The shift has alarmed university departments, which had already lost large fractions of their tenure-track AI faculty to industry over the past three years. Prof. Hannah Liedtke, who chairs the computer science department at Carnegie Mellon, said in a phone interview that two of her senior faculty had received unsolicited offers in the past two weeks and that one had already accepted a leave of absence.

“We have stopped trying to compete on cash, because that is not a fight we can win,” Liedtke said. “We are competing on intellectual freedom and on graduate students. Those are real assets. But the gap is now so wide that I worry about what kind of academic AI ecosystem we have in five years.”

Startups are similarly squeezed. Eight founders of mid-sized AI companies contacted for this article said they had lost at least one senior hire to a hyperscaler in the past month, often after a counter-offer that exceeded their own total compensation packages. Two said they had pivoted to recruiting more heavily from Europe and India, where the dollar gap, while still meaningful, was less extreme.

“We can pay our people very well,” said Daniel Osei-Mensah, co-founder of the model-tooling startup Spindle AI. “But we cannot pay them a number that comes with nine figures in retention grants, and we cannot promise them access to a hundred thousand H-series chips. Those are the two levers, and only four companies in the world can pull both.”

Hyperscaler executives have begun, quietly, to push back against the narrative that the spending is unsustainable. A senior vice president at one of the largest cloud providers, speaking on condition of anonymity because the executive was not authorized to discuss compensation matters, said the top-line figures circulating among recruiters were “real but unrepresentative,” covering perhaps fifty to seventy individuals globally.
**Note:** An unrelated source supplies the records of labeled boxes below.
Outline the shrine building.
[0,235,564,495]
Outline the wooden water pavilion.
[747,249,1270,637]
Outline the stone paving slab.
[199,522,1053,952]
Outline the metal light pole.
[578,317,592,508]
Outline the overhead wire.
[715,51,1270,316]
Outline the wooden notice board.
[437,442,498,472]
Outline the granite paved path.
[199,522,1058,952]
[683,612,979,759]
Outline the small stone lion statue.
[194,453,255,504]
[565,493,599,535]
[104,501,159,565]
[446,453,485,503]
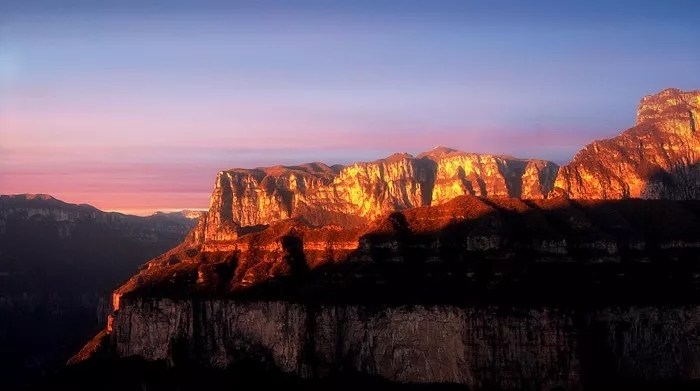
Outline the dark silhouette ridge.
[116,197,700,306]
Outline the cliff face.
[204,148,558,241]
[93,196,700,390]
[554,89,700,199]
[0,194,197,293]
[112,299,700,390]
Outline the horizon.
[0,0,700,214]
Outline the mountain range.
[0,194,196,388]
[52,89,700,389]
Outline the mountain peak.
[10,193,56,201]
[637,88,700,130]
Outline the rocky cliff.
[206,147,558,237]
[554,88,700,199]
[112,298,700,390]
[0,194,197,293]
[76,196,700,389]
[0,194,196,389]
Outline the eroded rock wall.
[112,298,700,389]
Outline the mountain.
[71,196,700,389]
[0,194,196,389]
[554,88,700,199]
[63,90,700,390]
[206,147,558,240]
[152,209,205,220]
[0,194,202,291]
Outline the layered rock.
[554,89,700,199]
[82,196,700,390]
[112,298,700,390]
[205,147,558,242]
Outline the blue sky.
[0,0,700,211]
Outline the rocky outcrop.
[204,147,558,242]
[0,194,196,389]
[112,298,700,390]
[90,196,700,390]
[554,89,700,199]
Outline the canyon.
[56,89,700,390]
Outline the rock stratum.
[554,88,700,200]
[206,147,558,233]
[73,196,700,389]
[0,194,196,389]
[71,90,700,390]
[196,89,700,248]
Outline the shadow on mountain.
[65,197,700,390]
[211,199,700,307]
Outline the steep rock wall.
[554,89,700,199]
[112,298,700,389]
[205,148,558,241]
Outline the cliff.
[0,194,196,389]
[554,88,700,199]
[65,90,700,390]
[205,147,558,241]
[76,196,700,389]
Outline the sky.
[0,0,700,214]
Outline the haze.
[0,0,700,214]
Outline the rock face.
[0,194,196,389]
[205,147,558,241]
[68,90,700,390]
[112,298,700,390]
[554,89,700,199]
[82,196,700,390]
[0,194,197,293]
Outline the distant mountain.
[0,194,197,389]
[554,88,700,200]
[152,209,206,220]
[207,147,559,239]
[0,194,196,290]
Aggregate research-staff cost growth, the executive said, was running closer to 30 percent year over year, “which is high but not historically unprecedented for a build-out cycle.”

The talent surge has also begun to draw the attention of regulators. The Federal Trade Commission, which has been studying labor-market concentration in the AI sector, indicated last week that it had opened informal inquiries into the use of no-poach understandings and non-compete clauses among the largest employers. An FTC spokesperson, asked for comment, declined to confirm or deny specific investigations.

Senior congressional aides on both sides said the issue was unlikely to draw legislative attention before the August recess but that the optics of multimillion-dollar pay packages, set against the energy and water debates that animated the moratorium fight, could complicate efforts to reach a compromise AI bill later in the year.

For now, the bidding continues. Linden Strand’s Ramanathan said her firm had four searches active for senior research leads, with anticipated closing dates before the end of the month.

“It is going to get more expensive before it gets less expensive,” she said. “Nobody on either side of the table thinks otherwise.”

Industry analysts said additional capex revisions and updated headcount disclosures were expected when the remaining megacap technology firms reported quarterly results later this month.